Kisah Nabi : HAJAR PENEMU ZAM-ZAM

 Image

Berbulan-bulan Hajar dan Isma’il tinggal ditempat yang sepi tanpa penghuni ditengah dua bukit Safa-Marwa, dibulan ketiga setelah ditinggalkan Ibrahim stok makanan dan minumannya habis tak ada sebutir kurma maupun setetes air pun.

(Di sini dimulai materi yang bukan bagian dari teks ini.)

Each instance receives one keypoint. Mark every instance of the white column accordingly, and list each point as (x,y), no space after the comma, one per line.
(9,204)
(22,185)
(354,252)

Siang itu udara terasa jauh lebih panas dari hari-hari lainnya karena tidak ada air maupun makanan, Isma’il tentu tidak bisa diharap untuk membantu mencarikan air apalagi makanan, air susu Hajar pun kering tidak keluar lagi karena tidak ada pasokan makanan yang masuk ketubuh Hajar, siang tepat matahari diatas ubun-ubun puuuaannaasss…luuuuaaaar…biasa…. Isma’il mulai cengar-cengir mau nangis karena haus nan lapar…. akhirnya Isma’il mringis menangis ….. hweee….hwuuu…hwaaaa…. Hajar panik Isma’il menangis keras tanda haus dan lapar, namanya orang panik pastilah gak bisa berpikir normal… Isma’il diturunkan dari gendongannya ditaruh diatas gundukan pasir tanpa penutup apapun, betul-betul keadaan Isma’il beratap langit berlantai bumi, matahari panas bebas menyengat tubuh mungil Isma’il, kulitnya memerah mulutnya megap-megap mulai tidak bersuara keras.  Hajar lari kencang naik keatas bukit Safa sampai diatas bukit tengak-tengok kiri-kanan atas-bawah trus teriak keras…. mooyaaaa….. moooyaaa…. bahasa kita… aaiiirrr….aaiiirrr….. kemudian lari kebukit Marwa sampai diatas triak-triak lagi mooyaaaa….. moooyaaa….  Hajar lari..lari…dengan panik dari bukit Safa ke bukit Marwa tanpa berpikir bahwa tidak mungkin ada yang menolong karena memang berbulan-bulan tinggal ditempat itu tidak ada seorangpun yang lewat, maka kepanikan Hajar sebetulnya masih mengandung normal sejati karena Hajar dalam kepanikan tidak minta tolong Dia hanya minta yang sangat diperlukan yaitu air, coba kalau kita pasti panik yang norak butuh air yang diteriakan nama orang trus nyalah-nyalahkan orang lain…. gara-gara Ibrahim jadi sengsara…. pasti kalau kita begitu… dasaaarrr manusia susah untuk bersyukur…. eeehhhh… aku juga manusia yaaa… oooya iyalah aku termasuk dalam hujatan penulis…masuk golongan kita…haa…haaa…. .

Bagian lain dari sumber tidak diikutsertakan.